Under these assumptions, the probability that document Di could be generated by parameters T is given by p(Di | T) = sum(p(Cj | T) * p(Di | Cj ; T),j=1:|C|), and p(Di | Cj ; T) = p(|Di|) * product( p(word(Di,k) | Cj ; T),k=1:|Di|)
Thus the parameters of an individual mixture component are a multinomial distribution over words, i.e. the collection of word probabilities. Since the model assumes that document length is identically distributed for all classes, it does not need to be parameterized to classify a document.
Learning a Naive Bayes classifier consists of estimating the parameters of the generative model by using a set of pre-classified training samples. The goal of the training procedure is to determine the parameters T that maximize p(T | class(Di) = Cj), i=1:|D|, j=1:|C|).
p(Category|Document) = ( p(Document|Category) * p(Category) ) / p(Document) exp(metric) = p(Document|Category) * p(Category) = Product(p(Word|Category)) * p(Category) exp(metric) = Product(count(word,doc)/count(word,corpus)) * (nWordsInCategory / nWordsInDictionary)
The resulting p(Document|Category) * p(Category) can then be compared across all categories to identify the category with maximum score, and hence the maximum p(Category|Document). This is the predicted category.
Note that the use of ..#NGRAMLEN>1 invalidates the mathematical justification for using Bayesian probabilities; however, biasing the probability score in favor of documents that match multi-word combinations is justifiable because it partially addresses the absence of the joint probability information that is the main deficiency of the naive Bayesian algorithm; therefore when ..#NGRAMLEN>1, we call this a "semi-naive" Bayesian classifier.

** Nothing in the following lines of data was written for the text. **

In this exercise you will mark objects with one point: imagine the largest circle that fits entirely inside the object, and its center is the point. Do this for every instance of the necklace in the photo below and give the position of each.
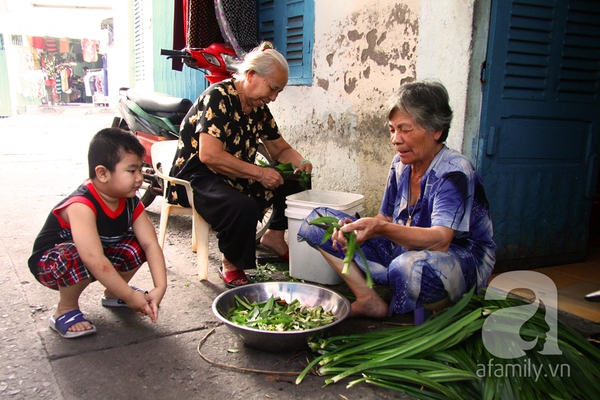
(409, 220)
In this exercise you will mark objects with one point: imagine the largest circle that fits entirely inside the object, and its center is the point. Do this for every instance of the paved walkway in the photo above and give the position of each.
(43, 157)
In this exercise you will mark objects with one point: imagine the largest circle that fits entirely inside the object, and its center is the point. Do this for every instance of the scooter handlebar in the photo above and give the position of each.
(175, 53)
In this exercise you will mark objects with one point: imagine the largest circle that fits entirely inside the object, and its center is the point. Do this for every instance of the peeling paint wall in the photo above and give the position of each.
(363, 51)
(445, 50)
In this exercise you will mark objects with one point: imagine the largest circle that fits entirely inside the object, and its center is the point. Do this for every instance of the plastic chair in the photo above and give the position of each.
(162, 154)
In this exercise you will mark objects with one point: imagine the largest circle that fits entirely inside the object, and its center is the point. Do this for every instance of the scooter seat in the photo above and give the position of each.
(155, 102)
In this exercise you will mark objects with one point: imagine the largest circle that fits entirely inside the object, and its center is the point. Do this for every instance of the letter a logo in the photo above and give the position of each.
(501, 329)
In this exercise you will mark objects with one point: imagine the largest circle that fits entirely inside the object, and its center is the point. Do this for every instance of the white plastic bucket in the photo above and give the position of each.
(307, 263)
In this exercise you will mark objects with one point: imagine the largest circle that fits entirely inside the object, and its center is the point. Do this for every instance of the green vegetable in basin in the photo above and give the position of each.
(276, 314)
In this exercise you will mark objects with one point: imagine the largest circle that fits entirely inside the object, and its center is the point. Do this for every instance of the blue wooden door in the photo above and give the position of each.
(540, 128)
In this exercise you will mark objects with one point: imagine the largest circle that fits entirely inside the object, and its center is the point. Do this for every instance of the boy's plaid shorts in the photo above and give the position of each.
(61, 266)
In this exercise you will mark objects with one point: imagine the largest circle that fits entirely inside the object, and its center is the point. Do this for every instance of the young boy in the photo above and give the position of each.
(101, 232)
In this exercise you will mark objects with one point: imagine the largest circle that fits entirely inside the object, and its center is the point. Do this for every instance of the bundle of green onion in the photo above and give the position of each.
(276, 314)
(445, 358)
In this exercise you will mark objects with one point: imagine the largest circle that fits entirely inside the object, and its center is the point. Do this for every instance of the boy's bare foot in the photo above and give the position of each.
(371, 307)
(78, 327)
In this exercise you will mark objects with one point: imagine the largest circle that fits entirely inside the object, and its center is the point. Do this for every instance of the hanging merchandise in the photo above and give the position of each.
(51, 45)
(90, 50)
(64, 45)
(38, 43)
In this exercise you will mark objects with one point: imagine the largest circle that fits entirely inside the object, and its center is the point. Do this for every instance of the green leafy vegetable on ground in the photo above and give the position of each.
(445, 358)
(276, 314)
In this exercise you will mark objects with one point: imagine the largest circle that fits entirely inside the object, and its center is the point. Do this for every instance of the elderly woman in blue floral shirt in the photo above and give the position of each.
(218, 143)
(432, 239)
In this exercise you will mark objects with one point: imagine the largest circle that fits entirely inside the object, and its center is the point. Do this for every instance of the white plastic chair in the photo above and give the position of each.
(162, 154)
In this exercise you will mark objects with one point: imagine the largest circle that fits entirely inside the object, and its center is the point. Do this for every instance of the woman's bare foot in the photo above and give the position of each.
(275, 241)
(231, 275)
(371, 307)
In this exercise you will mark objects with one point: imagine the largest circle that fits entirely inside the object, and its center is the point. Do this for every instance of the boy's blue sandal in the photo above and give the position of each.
(67, 320)
(106, 302)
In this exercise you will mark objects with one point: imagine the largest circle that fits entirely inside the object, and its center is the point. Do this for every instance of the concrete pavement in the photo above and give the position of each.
(43, 158)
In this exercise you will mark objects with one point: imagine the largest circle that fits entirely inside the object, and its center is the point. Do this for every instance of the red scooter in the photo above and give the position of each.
(154, 116)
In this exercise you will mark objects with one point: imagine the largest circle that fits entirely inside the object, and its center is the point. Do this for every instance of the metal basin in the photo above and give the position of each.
(307, 295)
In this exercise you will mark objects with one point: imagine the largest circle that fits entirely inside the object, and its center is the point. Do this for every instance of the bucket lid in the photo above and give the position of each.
(314, 198)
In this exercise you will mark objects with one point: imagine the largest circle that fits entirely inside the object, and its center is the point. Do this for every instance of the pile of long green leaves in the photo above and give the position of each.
(445, 358)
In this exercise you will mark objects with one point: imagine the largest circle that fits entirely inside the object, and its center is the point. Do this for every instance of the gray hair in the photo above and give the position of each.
(427, 102)
(262, 60)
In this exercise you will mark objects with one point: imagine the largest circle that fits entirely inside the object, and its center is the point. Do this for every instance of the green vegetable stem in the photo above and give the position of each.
(287, 171)
(331, 223)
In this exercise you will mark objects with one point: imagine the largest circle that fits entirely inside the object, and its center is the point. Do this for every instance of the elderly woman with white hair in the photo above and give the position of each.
(432, 239)
(217, 149)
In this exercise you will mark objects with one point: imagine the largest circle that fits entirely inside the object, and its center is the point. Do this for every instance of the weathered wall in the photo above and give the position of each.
(446, 41)
(363, 51)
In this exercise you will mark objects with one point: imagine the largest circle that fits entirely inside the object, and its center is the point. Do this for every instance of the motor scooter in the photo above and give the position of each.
(154, 116)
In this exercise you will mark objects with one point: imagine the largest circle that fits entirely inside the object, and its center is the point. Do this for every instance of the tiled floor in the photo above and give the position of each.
(573, 282)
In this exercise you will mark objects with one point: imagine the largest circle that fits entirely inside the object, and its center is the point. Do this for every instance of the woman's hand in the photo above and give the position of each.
(363, 227)
(338, 239)
(270, 178)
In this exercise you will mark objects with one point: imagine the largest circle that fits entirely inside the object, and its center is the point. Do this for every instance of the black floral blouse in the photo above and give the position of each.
(218, 112)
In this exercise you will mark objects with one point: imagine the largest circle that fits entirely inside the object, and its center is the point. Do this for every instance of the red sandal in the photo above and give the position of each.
(235, 278)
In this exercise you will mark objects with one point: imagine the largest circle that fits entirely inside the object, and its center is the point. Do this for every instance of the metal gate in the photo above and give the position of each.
(540, 128)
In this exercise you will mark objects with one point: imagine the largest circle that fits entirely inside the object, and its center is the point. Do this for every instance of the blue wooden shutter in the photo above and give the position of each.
(289, 25)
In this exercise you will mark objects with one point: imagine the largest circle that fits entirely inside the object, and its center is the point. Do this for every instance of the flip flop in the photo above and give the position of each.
(106, 302)
(233, 276)
(264, 258)
(62, 324)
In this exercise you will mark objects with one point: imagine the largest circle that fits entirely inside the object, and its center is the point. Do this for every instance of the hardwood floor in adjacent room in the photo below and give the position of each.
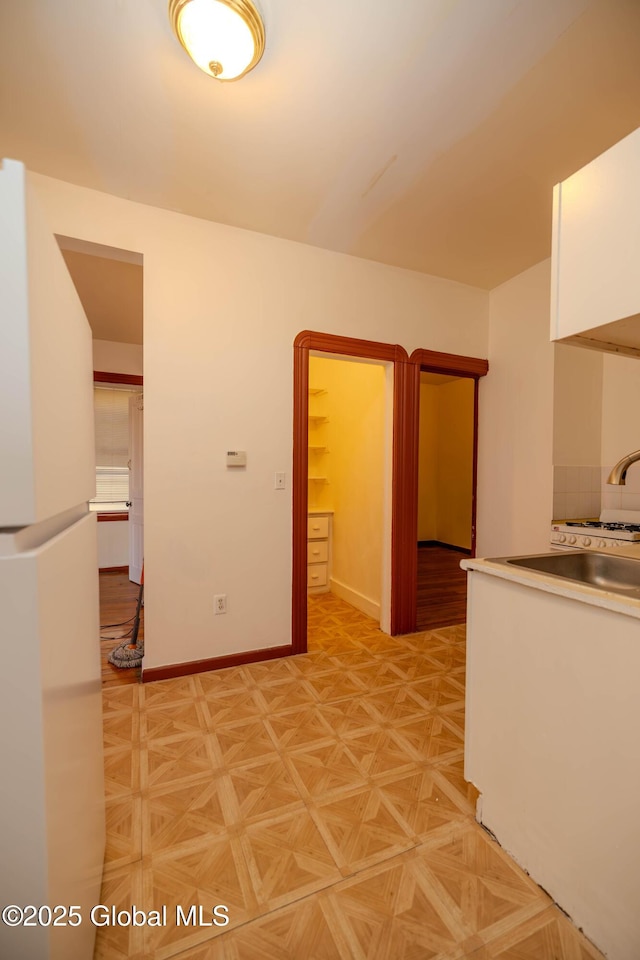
(118, 599)
(442, 588)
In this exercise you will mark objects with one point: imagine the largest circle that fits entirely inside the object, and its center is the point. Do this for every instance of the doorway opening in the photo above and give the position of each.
(445, 497)
(308, 486)
(109, 283)
(349, 479)
(446, 444)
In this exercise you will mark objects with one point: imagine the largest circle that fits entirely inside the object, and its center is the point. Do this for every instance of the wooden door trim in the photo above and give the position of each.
(448, 364)
(306, 341)
(102, 376)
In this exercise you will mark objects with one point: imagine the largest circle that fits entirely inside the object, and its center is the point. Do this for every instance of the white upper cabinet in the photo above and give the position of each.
(595, 281)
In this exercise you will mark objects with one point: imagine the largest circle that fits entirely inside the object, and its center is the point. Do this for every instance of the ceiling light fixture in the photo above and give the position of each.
(225, 38)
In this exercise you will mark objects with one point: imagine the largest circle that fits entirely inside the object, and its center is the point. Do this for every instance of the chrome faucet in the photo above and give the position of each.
(619, 472)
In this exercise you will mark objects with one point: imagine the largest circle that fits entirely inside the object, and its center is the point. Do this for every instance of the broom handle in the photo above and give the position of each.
(136, 623)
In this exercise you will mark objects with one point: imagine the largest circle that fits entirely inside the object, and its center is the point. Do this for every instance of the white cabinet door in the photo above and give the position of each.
(136, 488)
(596, 243)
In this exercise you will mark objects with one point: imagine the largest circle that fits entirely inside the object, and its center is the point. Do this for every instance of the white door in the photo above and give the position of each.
(136, 491)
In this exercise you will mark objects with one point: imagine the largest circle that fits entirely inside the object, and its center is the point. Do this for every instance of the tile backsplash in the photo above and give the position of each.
(577, 491)
(626, 497)
(580, 492)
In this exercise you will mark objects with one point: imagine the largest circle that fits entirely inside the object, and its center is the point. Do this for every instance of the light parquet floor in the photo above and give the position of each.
(321, 798)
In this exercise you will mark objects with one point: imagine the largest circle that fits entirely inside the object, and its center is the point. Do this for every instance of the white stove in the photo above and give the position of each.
(617, 530)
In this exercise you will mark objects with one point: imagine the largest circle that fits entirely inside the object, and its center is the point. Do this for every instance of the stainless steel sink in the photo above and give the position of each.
(614, 574)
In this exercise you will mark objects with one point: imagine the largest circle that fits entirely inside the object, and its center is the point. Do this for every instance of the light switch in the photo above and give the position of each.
(236, 458)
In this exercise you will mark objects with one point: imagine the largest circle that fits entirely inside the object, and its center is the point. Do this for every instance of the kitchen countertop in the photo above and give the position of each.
(584, 593)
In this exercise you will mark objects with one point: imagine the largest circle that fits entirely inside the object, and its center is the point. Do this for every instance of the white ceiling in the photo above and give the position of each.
(422, 133)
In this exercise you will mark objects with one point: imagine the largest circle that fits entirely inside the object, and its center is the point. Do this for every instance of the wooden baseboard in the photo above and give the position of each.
(214, 663)
(447, 546)
(357, 600)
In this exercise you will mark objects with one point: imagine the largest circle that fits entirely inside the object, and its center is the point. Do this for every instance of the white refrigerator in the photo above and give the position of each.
(52, 831)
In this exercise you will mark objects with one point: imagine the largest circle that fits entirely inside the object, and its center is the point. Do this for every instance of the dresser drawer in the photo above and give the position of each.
(317, 528)
(317, 551)
(317, 575)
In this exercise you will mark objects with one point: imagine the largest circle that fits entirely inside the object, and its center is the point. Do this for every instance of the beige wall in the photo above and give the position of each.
(355, 406)
(445, 477)
(515, 436)
(45, 348)
(577, 419)
(222, 307)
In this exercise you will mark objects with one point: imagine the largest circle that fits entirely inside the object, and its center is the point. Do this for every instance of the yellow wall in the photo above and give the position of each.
(354, 464)
(445, 480)
(427, 462)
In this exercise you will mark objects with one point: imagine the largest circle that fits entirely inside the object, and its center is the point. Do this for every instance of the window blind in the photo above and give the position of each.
(111, 414)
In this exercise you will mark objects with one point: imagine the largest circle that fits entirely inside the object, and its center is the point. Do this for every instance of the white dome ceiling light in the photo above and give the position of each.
(225, 38)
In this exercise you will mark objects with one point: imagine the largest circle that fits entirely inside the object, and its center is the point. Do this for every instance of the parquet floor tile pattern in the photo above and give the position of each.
(321, 798)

This feature is not available prior to version 2007.1
An index that supports both Boolean queries (the %CONTAINS operator) and ranking queries (the %SIMILARITY operator) may be created by removing TYPE=BITMAP and by specifying "[ DATA = myDocument(ELEMENTS) ]". If such an index is created, then also specify the name of the index in the SIMILARITYINDEX parameter of the corresponding property as follows:
PROPERTY myDocument As %Text (MAXLEN = 256, LANGUAGECLASS = "%Text.English", SIMILARITYINDEX="bigIndex"); INDEX bigIndex ON myDocument(KEYS) [ DATA=myDocument(ELEMENTS) ];
This method computes a score that relates the similarity of a query document to a reference document. Many similarity heuristics have been proposed, and have been shown to be effective on real data sets. A variation of one effective and commonly used statistic is the cosine measure:
SUM(w(q,t)*w(d,t)) for t in both q and d C(q,d) = ------------------------------------- SQRT(SUM(w(d,t)^2)*SQRT(SUM(w(q,t)^2) for all t
The weights w(d,t) and w(q,t) are Okapi BM25 weights, calculated as follows:
w(d,t) = dtf / (dtf + sizeAdj) dtf = term frequency in document sizeAdj = k1*((1-b) + (b * doclen/avgdoclen)) b = .75, k1 = 2 w(q,t) = qtf * IDF(N,f(t)) qtf = term frequency in query IDF(N,df) = (ln(N/df)+1) / (ln(N)+1) N = the number of documents classified df = document frequency, or #documents containing term
OkapiBM25 = SUM(QTF*ln(IDF)*DTF) Where: - IDF = (N-n+.5)/(n+.5) - DTF = (k1+1)*tf/((k1*sizeAdjD)+tf) - tf = frequency of occurrences of the term in the document - sizeAdjD = (1-b) + b*doclen/avgdoclen - QTF = (k3+1)*qtf/(k3+qtf) - qtf = frequency of occurrences of the term in the query - doclen = document length - avgdoclen = average document length - N = is the number of documents in the collection - n = is the number of documents containing the word - k1 = 1.2 - b = 0.75 or 0.25 (recommend .75 for full text and .25 for shorter representations) - k3 = 7, set to 7 or 1000, controls the effect of the query term frequency on the weight.